Hi all,
I’m happy to present Arceus.jl, a fork of a high-performance AliceRoselia’s original package Arceus, which introduces a novel way to resolve behaviors for entities based on their component sets—using magic bitboards, an optimization technique originally used in chess engines for O(1) move lookups.
Arceus.jl provides constant-time behavior resolution for ECS-style setups where entities are encoded as UInt64
bitfields. This is especially useful in games, simulations, or other systems where thousands of entities need to be matched to behaviors in real-time.
Explanations
You define a @traitpool
, which is a set of traits (characteristics influencing the entity’s behavior) and subpool (subset of traits and other subpool).
Once done, you define a new instance of a traitpool with @make_traitpool
and add the relevant traits, only those who describe your object, you can add and remove traits with @addtrait
and @removetrait
.
Once done, you create a new lookup function with @lookup
, you specify in the body how each traits affects the result when present. This may take a while the first time since it compute the magic number which is slow. But for any future run, you won’t have problems (unless you add or remove some test in the lookup function)
Now you are all set to create your lookup table with @make_lookup
.
Now for any instance of that trait pool, the resulting behavior for it’s set of traits will be retrieved in less than 10ns, even on a potato hardware.
Features
-
O(1) Behavior Lookup
Behaviors are precomputed for all possible component combinations, enabling instant retrieval. -
Magic Bitboard Caching
Magic numbers are expensive to compute, so they’re deterministically cached to disk (CSV), enabling fast startup on subsequent runs. -
ECS Compatibility
Works with any archetype-based ECS that represents components using bitmasks or similar binary encodings. -
Fine-Grained Bit Control
You can allocate custom bit ranges for component pools, set precise trait positions, and manage trait dependencies.
Example
Here’s a simplified usage example:
using Arceus
@traitpool "EndingTrait" begin
@trait start
@trait meetX
@trait gotSaber
@trait lostAlly at 2
@subpool side begin
@trait good
@trait evil
end
end
@make_traitpool GameEnding from "EndingTrait" begin
@trait start
end
@addtrait GameEnding begin
@trait meetX
@trait lostAlly
@trait side.good
end
f1 = @lookup END "EndingTrait" begin
val = UInt(0)
if @hastrait END.start
val |= 1
end
if @hastrait END.meetX
val |= 2
end
if @hastrait END.gotSaber
val |= 4
end
if @hastrait END.lostAlly
val |= 8
end
if @hastrait END.side.good
val |= 64
end
if @hastrait END.side.evil
val |= 128
end
return val
end
@register_variable f1
ending = @make_lookup f1
println(ending[GameEnding])
This allows sub-10ns behavior lookup on low hardware.
Known Limitations
- Heavy Initial Computation: Magic numbers are expensive to generate. It’s best to compute them once during initialization—after that, they are cached to a CSV file.

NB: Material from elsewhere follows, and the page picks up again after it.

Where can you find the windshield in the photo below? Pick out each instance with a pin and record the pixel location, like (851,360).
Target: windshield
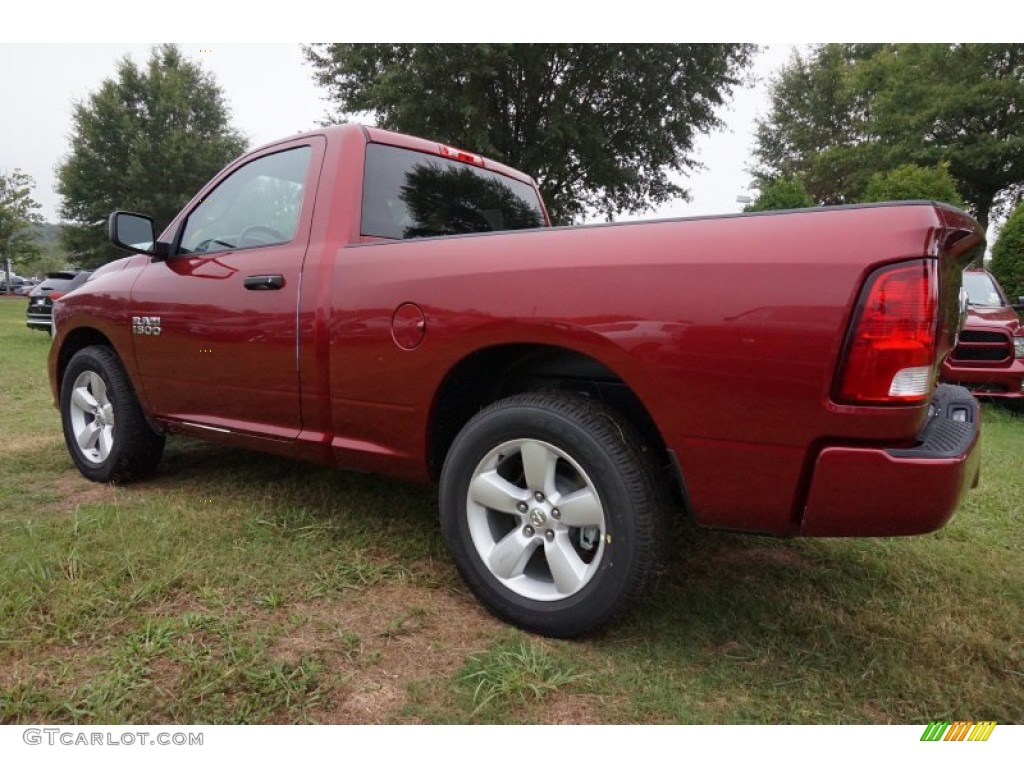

- 64-bit Limit: The system operates on
UInt64
, meaning you’re limited to 64 component flags. Beyond that, the magic bitboard trick doesn’t apply.
Links
- GitHub: https://github.com/Gesee-y/Arceus.jl
- Original author: AliceRoselia (@Tarny_GG_Channie)
Contribute
Contributions are very welcome—whether it’s suggestions, PRs, or feedback. And please consider supporting the original author of the system!
Summary
If you’re working with ECS architectures and need lightning-fast behavior resolution for complex trait combinations, Arceus.jl might be worth a look. Let me know what you think, and feel free to ask questions or open issues.